75’ten sonra iki takımda da bloklar iyice bölündü. Fenerbahçe’de 6 oyuncu defansta kalırken,  4 futbolcu da önde kaldı. Defanstaki 6’lı çıkmadı, öndeki 4’lü fazla geri gelmedi. Gaziantepspor ise Turgut Doğan’ın taşıdığı toplarla fırsatlar yakaladı ama final paslarını iyi yapamadı. Bomboş kalan orta sahayı iki takım da rahat geçmeye başladı. Bu dakikalarda pozisyon arayan, orta sahaya yardım eden ve geriye gelip top çıkartan Semih Şentürk 82’nci dakikada, EURO 2008’deki unutulmaz Hırvatistan maçını andıran bir vuruşla golü attı. Bu golle Fenerbahçe, kötü futboluna rağmen kazandı ve önemli bir deplasmanı geride bıraktı.
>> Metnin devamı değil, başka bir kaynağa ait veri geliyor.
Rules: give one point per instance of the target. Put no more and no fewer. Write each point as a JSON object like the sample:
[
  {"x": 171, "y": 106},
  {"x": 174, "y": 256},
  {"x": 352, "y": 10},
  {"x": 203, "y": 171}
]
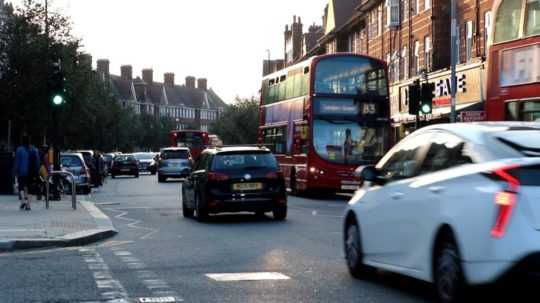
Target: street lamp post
[{"x": 268, "y": 62}]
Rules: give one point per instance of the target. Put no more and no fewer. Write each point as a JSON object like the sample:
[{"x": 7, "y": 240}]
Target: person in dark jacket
[{"x": 27, "y": 165}]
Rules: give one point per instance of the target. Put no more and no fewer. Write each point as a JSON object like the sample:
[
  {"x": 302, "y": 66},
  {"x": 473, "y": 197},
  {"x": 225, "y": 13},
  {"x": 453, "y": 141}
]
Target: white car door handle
[
  {"x": 436, "y": 189},
  {"x": 397, "y": 196}
]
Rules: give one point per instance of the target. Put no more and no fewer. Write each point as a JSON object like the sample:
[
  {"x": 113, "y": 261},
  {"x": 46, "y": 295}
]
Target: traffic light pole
[{"x": 454, "y": 55}]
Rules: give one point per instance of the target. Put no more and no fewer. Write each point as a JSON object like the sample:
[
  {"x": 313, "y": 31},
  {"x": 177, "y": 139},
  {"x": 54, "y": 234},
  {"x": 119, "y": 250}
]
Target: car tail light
[
  {"x": 217, "y": 177},
  {"x": 505, "y": 200},
  {"x": 274, "y": 175}
]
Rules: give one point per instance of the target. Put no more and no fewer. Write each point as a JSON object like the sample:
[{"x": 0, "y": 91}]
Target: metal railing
[{"x": 73, "y": 187}]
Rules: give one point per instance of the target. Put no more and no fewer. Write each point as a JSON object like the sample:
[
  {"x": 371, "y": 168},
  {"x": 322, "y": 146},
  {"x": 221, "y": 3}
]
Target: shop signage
[{"x": 473, "y": 116}]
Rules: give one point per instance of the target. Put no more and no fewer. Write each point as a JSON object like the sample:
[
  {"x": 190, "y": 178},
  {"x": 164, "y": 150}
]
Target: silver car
[
  {"x": 74, "y": 163},
  {"x": 174, "y": 162}
]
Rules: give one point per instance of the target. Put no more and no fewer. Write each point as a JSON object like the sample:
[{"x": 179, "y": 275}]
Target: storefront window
[
  {"x": 531, "y": 111},
  {"x": 533, "y": 18},
  {"x": 508, "y": 21}
]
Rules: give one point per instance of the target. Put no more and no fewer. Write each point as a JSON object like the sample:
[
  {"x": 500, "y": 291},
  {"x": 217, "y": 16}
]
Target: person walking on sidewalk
[{"x": 27, "y": 165}]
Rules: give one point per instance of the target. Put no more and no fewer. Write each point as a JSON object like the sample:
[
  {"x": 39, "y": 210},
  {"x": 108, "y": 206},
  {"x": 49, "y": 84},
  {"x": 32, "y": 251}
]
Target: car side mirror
[{"x": 369, "y": 173}]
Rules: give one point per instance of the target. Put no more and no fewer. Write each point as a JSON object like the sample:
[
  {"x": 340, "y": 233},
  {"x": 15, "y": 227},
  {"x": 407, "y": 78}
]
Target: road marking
[
  {"x": 159, "y": 300},
  {"x": 160, "y": 289},
  {"x": 255, "y": 276},
  {"x": 134, "y": 223},
  {"x": 111, "y": 290}
]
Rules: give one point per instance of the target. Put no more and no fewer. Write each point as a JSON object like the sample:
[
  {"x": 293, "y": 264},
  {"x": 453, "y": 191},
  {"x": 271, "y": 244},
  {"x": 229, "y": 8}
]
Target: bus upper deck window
[
  {"x": 508, "y": 21},
  {"x": 533, "y": 18}
]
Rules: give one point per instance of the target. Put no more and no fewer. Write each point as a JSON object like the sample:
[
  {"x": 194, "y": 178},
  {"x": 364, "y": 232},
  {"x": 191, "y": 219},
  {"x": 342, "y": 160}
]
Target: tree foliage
[
  {"x": 91, "y": 117},
  {"x": 239, "y": 123}
]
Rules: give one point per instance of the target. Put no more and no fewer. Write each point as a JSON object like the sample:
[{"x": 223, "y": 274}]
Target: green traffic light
[
  {"x": 58, "y": 100},
  {"x": 426, "y": 109}
]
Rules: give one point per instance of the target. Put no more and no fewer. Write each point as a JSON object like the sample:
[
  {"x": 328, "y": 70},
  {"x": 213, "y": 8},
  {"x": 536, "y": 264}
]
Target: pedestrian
[{"x": 27, "y": 165}]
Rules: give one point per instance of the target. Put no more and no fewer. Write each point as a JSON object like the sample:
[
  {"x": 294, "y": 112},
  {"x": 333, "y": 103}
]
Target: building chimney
[
  {"x": 190, "y": 82},
  {"x": 103, "y": 68},
  {"x": 168, "y": 79},
  {"x": 85, "y": 61},
  {"x": 126, "y": 71},
  {"x": 202, "y": 83},
  {"x": 148, "y": 75}
]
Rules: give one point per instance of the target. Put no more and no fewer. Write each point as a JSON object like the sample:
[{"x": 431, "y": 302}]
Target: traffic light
[
  {"x": 426, "y": 100},
  {"x": 56, "y": 85},
  {"x": 414, "y": 98}
]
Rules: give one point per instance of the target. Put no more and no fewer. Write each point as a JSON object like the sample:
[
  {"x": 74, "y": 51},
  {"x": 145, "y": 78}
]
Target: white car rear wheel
[
  {"x": 353, "y": 251},
  {"x": 449, "y": 281}
]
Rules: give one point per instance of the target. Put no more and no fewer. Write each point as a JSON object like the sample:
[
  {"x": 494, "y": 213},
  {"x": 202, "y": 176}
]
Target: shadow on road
[{"x": 241, "y": 218}]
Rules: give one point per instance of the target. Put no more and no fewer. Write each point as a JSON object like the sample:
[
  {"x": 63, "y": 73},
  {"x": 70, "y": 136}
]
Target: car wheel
[
  {"x": 280, "y": 213},
  {"x": 186, "y": 211},
  {"x": 449, "y": 281},
  {"x": 294, "y": 188},
  {"x": 86, "y": 190},
  {"x": 353, "y": 251},
  {"x": 202, "y": 214}
]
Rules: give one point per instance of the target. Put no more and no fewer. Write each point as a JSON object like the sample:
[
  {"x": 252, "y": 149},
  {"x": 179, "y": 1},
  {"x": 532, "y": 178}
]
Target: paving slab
[{"x": 60, "y": 225}]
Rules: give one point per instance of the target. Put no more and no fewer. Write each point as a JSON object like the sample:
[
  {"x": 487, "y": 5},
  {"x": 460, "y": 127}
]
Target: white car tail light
[{"x": 506, "y": 200}]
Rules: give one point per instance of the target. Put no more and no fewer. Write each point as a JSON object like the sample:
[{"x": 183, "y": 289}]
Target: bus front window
[{"x": 346, "y": 142}]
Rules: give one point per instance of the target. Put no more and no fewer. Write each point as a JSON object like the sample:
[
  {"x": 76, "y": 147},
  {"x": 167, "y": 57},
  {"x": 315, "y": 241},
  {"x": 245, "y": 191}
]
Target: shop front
[{"x": 469, "y": 98}]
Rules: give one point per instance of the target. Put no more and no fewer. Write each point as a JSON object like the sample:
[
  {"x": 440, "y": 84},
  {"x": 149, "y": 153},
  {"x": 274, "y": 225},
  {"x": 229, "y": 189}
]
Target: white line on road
[
  {"x": 111, "y": 289},
  {"x": 254, "y": 276}
]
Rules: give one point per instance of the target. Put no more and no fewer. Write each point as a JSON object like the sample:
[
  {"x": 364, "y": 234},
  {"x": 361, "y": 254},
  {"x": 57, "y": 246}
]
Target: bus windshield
[
  {"x": 350, "y": 75},
  {"x": 347, "y": 142}
]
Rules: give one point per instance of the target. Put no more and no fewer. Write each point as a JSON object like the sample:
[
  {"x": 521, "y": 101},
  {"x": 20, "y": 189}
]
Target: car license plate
[
  {"x": 247, "y": 186},
  {"x": 349, "y": 187}
]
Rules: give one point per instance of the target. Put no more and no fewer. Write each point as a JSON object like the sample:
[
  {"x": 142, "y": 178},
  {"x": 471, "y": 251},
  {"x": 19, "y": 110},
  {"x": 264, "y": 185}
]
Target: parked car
[
  {"x": 74, "y": 163},
  {"x": 174, "y": 162},
  {"x": 107, "y": 159},
  {"x": 125, "y": 165},
  {"x": 450, "y": 204},
  {"x": 235, "y": 179},
  {"x": 146, "y": 162}
]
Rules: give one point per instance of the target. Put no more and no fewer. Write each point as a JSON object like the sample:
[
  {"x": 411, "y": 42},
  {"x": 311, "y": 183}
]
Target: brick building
[
  {"x": 193, "y": 105},
  {"x": 413, "y": 36}
]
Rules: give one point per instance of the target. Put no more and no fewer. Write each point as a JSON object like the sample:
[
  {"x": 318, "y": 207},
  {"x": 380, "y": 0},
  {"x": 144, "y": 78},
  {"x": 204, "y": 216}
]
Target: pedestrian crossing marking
[{"x": 254, "y": 276}]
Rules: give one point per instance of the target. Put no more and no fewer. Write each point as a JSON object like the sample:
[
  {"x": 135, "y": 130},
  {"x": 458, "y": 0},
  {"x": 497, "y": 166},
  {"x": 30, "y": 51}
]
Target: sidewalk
[{"x": 57, "y": 227}]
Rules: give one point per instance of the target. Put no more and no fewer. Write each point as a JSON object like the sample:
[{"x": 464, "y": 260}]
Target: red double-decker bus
[
  {"x": 513, "y": 80},
  {"x": 324, "y": 117},
  {"x": 195, "y": 140}
]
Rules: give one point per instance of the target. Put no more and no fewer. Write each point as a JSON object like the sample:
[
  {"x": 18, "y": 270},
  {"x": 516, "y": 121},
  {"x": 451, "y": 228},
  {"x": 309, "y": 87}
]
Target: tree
[{"x": 239, "y": 123}]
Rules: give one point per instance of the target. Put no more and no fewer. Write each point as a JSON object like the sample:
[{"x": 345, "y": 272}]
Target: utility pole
[{"x": 453, "y": 60}]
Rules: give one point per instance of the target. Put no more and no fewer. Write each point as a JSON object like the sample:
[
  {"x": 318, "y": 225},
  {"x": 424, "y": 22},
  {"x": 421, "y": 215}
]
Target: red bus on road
[
  {"x": 513, "y": 83},
  {"x": 195, "y": 140},
  {"x": 324, "y": 117}
]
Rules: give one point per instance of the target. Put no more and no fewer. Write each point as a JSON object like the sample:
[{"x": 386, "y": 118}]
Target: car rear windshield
[
  {"x": 144, "y": 156},
  {"x": 124, "y": 158},
  {"x": 524, "y": 141},
  {"x": 245, "y": 161},
  {"x": 70, "y": 161},
  {"x": 174, "y": 154}
]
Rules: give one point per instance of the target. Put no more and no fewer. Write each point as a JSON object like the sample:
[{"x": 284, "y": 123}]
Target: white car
[{"x": 451, "y": 204}]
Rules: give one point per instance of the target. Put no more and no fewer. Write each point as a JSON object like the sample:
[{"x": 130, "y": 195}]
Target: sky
[{"x": 223, "y": 41}]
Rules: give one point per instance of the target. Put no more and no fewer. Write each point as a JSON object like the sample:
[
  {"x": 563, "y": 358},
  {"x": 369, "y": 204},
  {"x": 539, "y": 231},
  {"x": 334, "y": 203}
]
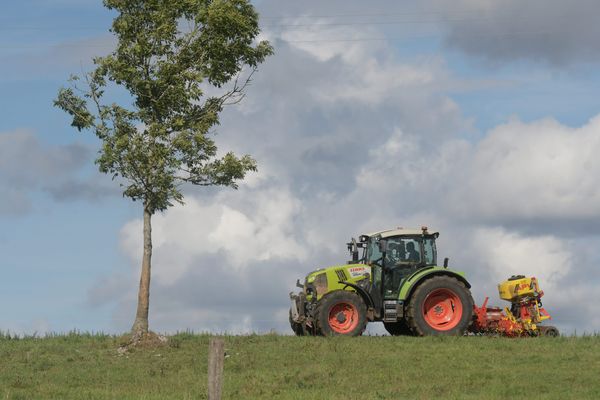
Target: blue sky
[{"x": 477, "y": 119}]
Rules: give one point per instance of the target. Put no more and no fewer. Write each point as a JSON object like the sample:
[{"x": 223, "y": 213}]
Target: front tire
[
  {"x": 441, "y": 305},
  {"x": 296, "y": 327},
  {"x": 341, "y": 313}
]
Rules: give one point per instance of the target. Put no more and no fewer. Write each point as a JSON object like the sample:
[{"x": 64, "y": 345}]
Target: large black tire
[
  {"x": 296, "y": 327},
  {"x": 341, "y": 313},
  {"x": 399, "y": 328},
  {"x": 441, "y": 305}
]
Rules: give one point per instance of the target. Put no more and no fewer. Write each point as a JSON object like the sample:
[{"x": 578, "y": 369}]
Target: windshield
[{"x": 404, "y": 249}]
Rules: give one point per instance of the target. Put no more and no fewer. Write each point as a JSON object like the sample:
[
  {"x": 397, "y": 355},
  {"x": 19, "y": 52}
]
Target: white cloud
[
  {"x": 262, "y": 230},
  {"x": 538, "y": 170}
]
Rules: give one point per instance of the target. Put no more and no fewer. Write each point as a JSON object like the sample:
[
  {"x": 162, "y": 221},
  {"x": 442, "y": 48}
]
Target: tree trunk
[{"x": 140, "y": 325}]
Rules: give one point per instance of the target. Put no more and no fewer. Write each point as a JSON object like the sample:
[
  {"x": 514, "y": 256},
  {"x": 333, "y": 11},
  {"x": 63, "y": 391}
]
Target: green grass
[{"x": 78, "y": 366}]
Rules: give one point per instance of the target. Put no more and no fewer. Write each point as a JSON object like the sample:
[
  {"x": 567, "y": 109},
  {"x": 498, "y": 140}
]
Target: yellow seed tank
[{"x": 515, "y": 289}]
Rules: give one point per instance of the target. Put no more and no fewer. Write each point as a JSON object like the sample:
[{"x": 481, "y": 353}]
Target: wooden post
[{"x": 216, "y": 358}]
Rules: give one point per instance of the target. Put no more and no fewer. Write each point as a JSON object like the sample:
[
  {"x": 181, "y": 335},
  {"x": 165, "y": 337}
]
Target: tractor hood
[{"x": 336, "y": 277}]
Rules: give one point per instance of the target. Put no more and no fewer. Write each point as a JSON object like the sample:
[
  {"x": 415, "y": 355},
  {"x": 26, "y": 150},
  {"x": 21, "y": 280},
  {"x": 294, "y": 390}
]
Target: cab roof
[{"x": 403, "y": 232}]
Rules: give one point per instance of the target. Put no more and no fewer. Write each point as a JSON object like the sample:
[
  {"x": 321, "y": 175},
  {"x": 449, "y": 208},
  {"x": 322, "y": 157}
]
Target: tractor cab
[{"x": 396, "y": 254}]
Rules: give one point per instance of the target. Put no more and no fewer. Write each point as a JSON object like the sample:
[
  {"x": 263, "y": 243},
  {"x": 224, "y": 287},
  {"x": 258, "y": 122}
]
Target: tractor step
[{"x": 390, "y": 310}]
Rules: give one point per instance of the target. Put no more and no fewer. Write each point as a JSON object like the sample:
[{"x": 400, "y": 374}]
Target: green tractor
[{"x": 393, "y": 277}]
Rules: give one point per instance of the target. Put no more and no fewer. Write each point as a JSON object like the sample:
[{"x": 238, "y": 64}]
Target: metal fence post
[{"x": 216, "y": 358}]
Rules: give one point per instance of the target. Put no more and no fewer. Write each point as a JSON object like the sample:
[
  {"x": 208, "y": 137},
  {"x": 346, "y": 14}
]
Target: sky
[{"x": 479, "y": 119}]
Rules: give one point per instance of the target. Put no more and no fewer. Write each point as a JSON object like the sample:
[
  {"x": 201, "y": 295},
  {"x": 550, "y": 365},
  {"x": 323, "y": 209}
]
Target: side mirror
[{"x": 383, "y": 245}]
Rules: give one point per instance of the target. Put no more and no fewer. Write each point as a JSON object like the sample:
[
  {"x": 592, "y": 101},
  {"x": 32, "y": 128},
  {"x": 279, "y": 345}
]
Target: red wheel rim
[
  {"x": 442, "y": 309},
  {"x": 343, "y": 317}
]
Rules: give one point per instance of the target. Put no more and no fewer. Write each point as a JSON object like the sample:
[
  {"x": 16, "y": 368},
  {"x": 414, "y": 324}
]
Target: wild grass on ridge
[{"x": 88, "y": 366}]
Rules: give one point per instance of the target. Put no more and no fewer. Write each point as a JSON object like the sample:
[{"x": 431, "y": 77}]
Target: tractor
[{"x": 393, "y": 277}]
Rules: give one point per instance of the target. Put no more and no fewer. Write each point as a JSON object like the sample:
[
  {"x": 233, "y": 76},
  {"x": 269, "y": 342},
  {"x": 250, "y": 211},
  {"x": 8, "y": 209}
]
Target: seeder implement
[{"x": 524, "y": 316}]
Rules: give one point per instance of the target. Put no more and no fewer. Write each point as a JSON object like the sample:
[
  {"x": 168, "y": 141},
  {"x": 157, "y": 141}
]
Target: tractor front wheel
[
  {"x": 296, "y": 327},
  {"x": 441, "y": 305},
  {"x": 341, "y": 313}
]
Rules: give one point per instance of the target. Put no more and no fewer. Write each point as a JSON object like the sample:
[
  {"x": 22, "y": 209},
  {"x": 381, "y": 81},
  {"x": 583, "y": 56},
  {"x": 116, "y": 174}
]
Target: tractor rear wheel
[
  {"x": 341, "y": 313},
  {"x": 296, "y": 327},
  {"x": 441, "y": 305},
  {"x": 399, "y": 328}
]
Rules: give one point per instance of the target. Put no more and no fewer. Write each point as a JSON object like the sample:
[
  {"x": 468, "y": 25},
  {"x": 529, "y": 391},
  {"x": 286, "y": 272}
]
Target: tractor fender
[{"x": 419, "y": 276}]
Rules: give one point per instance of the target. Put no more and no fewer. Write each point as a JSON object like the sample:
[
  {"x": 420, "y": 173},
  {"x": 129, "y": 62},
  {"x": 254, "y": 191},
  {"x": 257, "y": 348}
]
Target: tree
[{"x": 169, "y": 54}]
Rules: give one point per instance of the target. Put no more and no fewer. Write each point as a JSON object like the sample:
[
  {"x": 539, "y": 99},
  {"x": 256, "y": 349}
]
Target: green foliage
[
  {"x": 280, "y": 367},
  {"x": 168, "y": 54}
]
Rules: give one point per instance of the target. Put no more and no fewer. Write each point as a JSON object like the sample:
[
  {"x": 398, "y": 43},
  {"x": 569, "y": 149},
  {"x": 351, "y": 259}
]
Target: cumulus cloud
[
  {"x": 28, "y": 166},
  {"x": 541, "y": 172},
  {"x": 554, "y": 32}
]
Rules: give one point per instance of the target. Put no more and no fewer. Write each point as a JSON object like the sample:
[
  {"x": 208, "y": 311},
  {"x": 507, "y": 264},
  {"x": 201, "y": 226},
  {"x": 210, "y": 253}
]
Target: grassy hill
[{"x": 284, "y": 367}]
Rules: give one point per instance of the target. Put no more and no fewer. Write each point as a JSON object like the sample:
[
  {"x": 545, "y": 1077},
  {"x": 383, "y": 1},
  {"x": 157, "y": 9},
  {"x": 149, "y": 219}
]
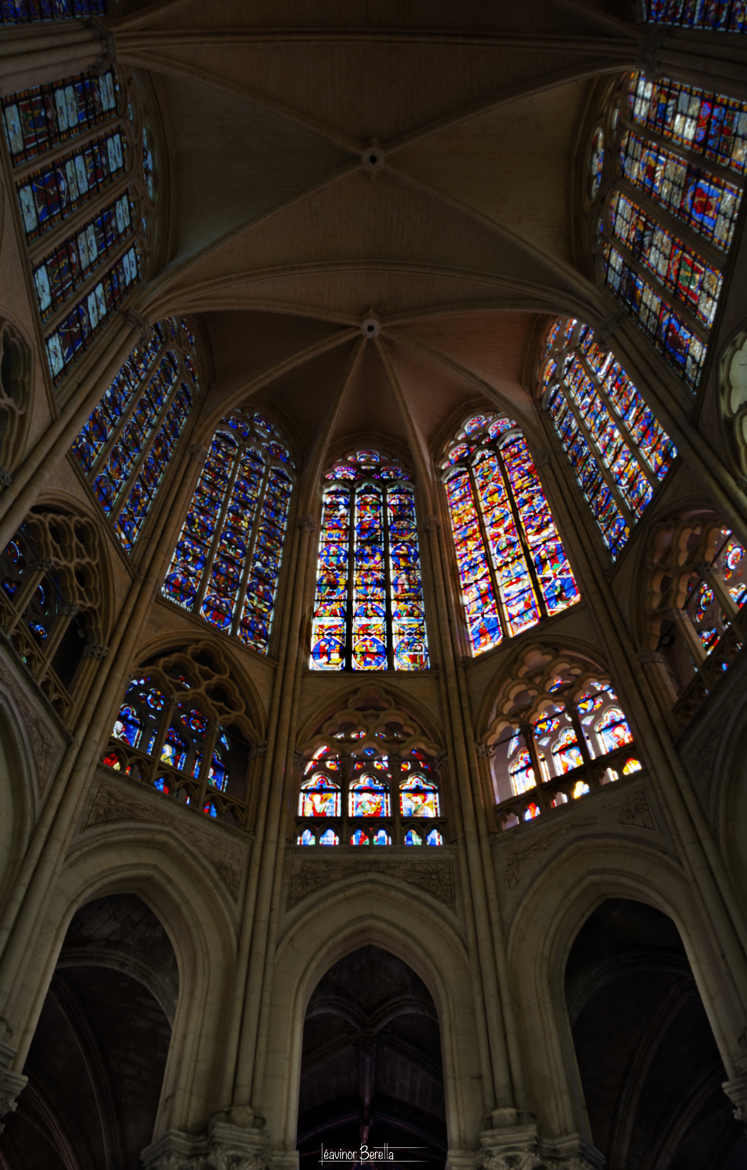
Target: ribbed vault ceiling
[{"x": 328, "y": 162}]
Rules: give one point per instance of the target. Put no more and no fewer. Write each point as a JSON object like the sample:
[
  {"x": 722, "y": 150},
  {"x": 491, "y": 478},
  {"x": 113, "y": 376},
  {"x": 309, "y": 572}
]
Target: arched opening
[
  {"x": 97, "y": 1060},
  {"x": 371, "y": 1065},
  {"x": 649, "y": 1064}
]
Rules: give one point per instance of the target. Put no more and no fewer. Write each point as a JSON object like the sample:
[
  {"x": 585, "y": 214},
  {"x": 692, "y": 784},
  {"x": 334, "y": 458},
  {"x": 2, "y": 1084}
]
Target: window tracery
[
  {"x": 227, "y": 558},
  {"x": 369, "y": 610},
  {"x": 615, "y": 444},
  {"x": 68, "y": 142},
  {"x": 513, "y": 568},
  {"x": 713, "y": 15},
  {"x": 124, "y": 448},
  {"x": 50, "y": 600},
  {"x": 184, "y": 729},
  {"x": 669, "y": 211},
  {"x": 559, "y": 731},
  {"x": 698, "y": 598},
  {"x": 370, "y": 778}
]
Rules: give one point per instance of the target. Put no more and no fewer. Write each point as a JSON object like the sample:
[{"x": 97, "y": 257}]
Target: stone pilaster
[{"x": 224, "y": 1147}]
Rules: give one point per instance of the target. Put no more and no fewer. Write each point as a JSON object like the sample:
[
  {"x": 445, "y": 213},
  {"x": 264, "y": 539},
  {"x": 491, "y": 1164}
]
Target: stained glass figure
[
  {"x": 714, "y": 15},
  {"x": 512, "y": 564},
  {"x": 369, "y": 611},
  {"x": 227, "y": 558},
  {"x": 371, "y": 783},
  {"x": 617, "y": 448},
  {"x": 125, "y": 446},
  {"x": 574, "y": 743},
  {"x": 173, "y": 734}
]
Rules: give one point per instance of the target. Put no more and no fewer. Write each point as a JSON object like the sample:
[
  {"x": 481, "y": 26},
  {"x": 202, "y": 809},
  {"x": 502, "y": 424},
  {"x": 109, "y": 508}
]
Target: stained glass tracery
[
  {"x": 227, "y": 558},
  {"x": 72, "y": 144},
  {"x": 616, "y": 446},
  {"x": 672, "y": 211},
  {"x": 369, "y": 611},
  {"x": 513, "y": 568},
  {"x": 124, "y": 447}
]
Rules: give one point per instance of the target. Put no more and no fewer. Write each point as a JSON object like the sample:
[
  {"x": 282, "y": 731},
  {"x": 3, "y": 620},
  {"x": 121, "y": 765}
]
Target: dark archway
[
  {"x": 649, "y": 1062},
  {"x": 96, "y": 1064},
  {"x": 371, "y": 1066}
]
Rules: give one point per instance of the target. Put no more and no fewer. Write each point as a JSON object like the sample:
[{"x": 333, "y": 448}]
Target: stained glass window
[
  {"x": 574, "y": 740},
  {"x": 179, "y": 733},
  {"x": 82, "y": 277},
  {"x": 227, "y": 558},
  {"x": 50, "y": 593},
  {"x": 128, "y": 441},
  {"x": 371, "y": 785},
  {"x": 20, "y": 12},
  {"x": 617, "y": 448},
  {"x": 369, "y": 612},
  {"x": 669, "y": 133},
  {"x": 513, "y": 568},
  {"x": 714, "y": 15}
]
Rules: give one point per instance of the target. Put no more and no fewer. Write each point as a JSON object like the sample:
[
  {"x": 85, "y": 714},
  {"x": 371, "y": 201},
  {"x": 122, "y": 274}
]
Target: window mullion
[{"x": 488, "y": 553}]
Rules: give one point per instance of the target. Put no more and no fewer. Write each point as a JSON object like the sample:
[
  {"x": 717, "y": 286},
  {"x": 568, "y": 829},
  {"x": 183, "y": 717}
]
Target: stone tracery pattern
[
  {"x": 370, "y": 777},
  {"x": 669, "y": 212},
  {"x": 52, "y": 599},
  {"x": 184, "y": 729},
  {"x": 513, "y": 568},
  {"x": 615, "y": 444},
  {"x": 60, "y": 171},
  {"x": 557, "y": 733}
]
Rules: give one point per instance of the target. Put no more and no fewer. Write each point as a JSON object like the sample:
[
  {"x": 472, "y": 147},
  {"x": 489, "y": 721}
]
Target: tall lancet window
[
  {"x": 227, "y": 559},
  {"x": 369, "y": 613},
  {"x": 82, "y": 158},
  {"x": 513, "y": 569},
  {"x": 667, "y": 200},
  {"x": 615, "y": 444},
  {"x": 124, "y": 448}
]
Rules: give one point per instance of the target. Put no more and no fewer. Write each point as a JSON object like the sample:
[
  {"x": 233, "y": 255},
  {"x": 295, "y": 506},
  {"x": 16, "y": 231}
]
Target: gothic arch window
[
  {"x": 615, "y": 444},
  {"x": 86, "y": 199},
  {"x": 184, "y": 730},
  {"x": 698, "y": 599},
  {"x": 369, "y": 611},
  {"x": 711, "y": 15},
  {"x": 124, "y": 448},
  {"x": 227, "y": 558},
  {"x": 559, "y": 731},
  {"x": 513, "y": 568},
  {"x": 666, "y": 204},
  {"x": 50, "y": 601},
  {"x": 24, "y": 12},
  {"x": 370, "y": 778}
]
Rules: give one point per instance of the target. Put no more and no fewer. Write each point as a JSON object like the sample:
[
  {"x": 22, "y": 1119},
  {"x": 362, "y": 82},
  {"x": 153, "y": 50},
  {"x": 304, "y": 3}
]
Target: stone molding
[{"x": 224, "y": 1147}]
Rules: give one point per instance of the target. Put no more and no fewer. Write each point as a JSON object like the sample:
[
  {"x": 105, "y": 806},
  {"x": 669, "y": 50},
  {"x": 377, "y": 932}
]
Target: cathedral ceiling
[{"x": 330, "y": 162}]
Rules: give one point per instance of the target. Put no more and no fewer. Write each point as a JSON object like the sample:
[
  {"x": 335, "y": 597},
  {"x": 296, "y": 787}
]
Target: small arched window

Adım adım takım olmaya doğru!

Aykut Kocaman’ın istifasından dönüş sürecinde futbolcuların aldığı sorumluluk, Kupa’daki Bursaspor maçında gol atan 18’lik Beykan Şimşek’in omuzlara alınması, 1 buçuk yıldır Kocaman ile sorunlar yaşayan ve küskünleri oynayan Semih Şentürk’ün dönüşü takım içinde havanın iyiye gittiğini bize anlatan göstergelerden. Kötü futbol oynadığı ve 2-0 yenik duruma düştüğü Elazığspor maçında geri dönmesi, Antep maçındaki kötü ilk yarının ardından maça asılması takım olgusunun sonuçlarıdır. Eğer böyle giderse, yani Fenerbahçe takım olma yolunda ilerlerse, sarı lacivertlilerin şampiyonluk yarışında en büyük kazancı olacak. Tabii ki bu her şey yolunda demek değildir! Fenerbahçe’nin kötü oynadığı bariz ortadayken, “işler yolunda” demek saçma olur. Zaten Aykut Kocaman’ın oyun anlayışı ve kendi oluşturduğu mevcut kadro yapısından etkili, maça hükmeden ve göze hoş gelen bir futbol beklememek lazım. Bu durumun değişmesi de ancak Alex gibi (Belhanda buna uygun bir oyuncu) yetenekleri, formu ve skora yaptığı doğrudan etkiyle Kocaman’ı zorlayarak, takımın oyun karakterini değiştirebilir (değiştirtebilir).  

Mustafa Kamil Abitoğlu penaltıyı atladı!

İkinci yarıda Egemen’in Cenk’i düşürmesini hakem Mustafa Kamil Abitoğlu penaltıya değer görmedi. Abitoğlu, sahanın herhangi bir yerinde kesin olarak faul çalacağı pozisyonda penaltıyı vermedi. Genel olarak vasat bir maç yöneten Abitoğlu, maçın sonucuna etki etti.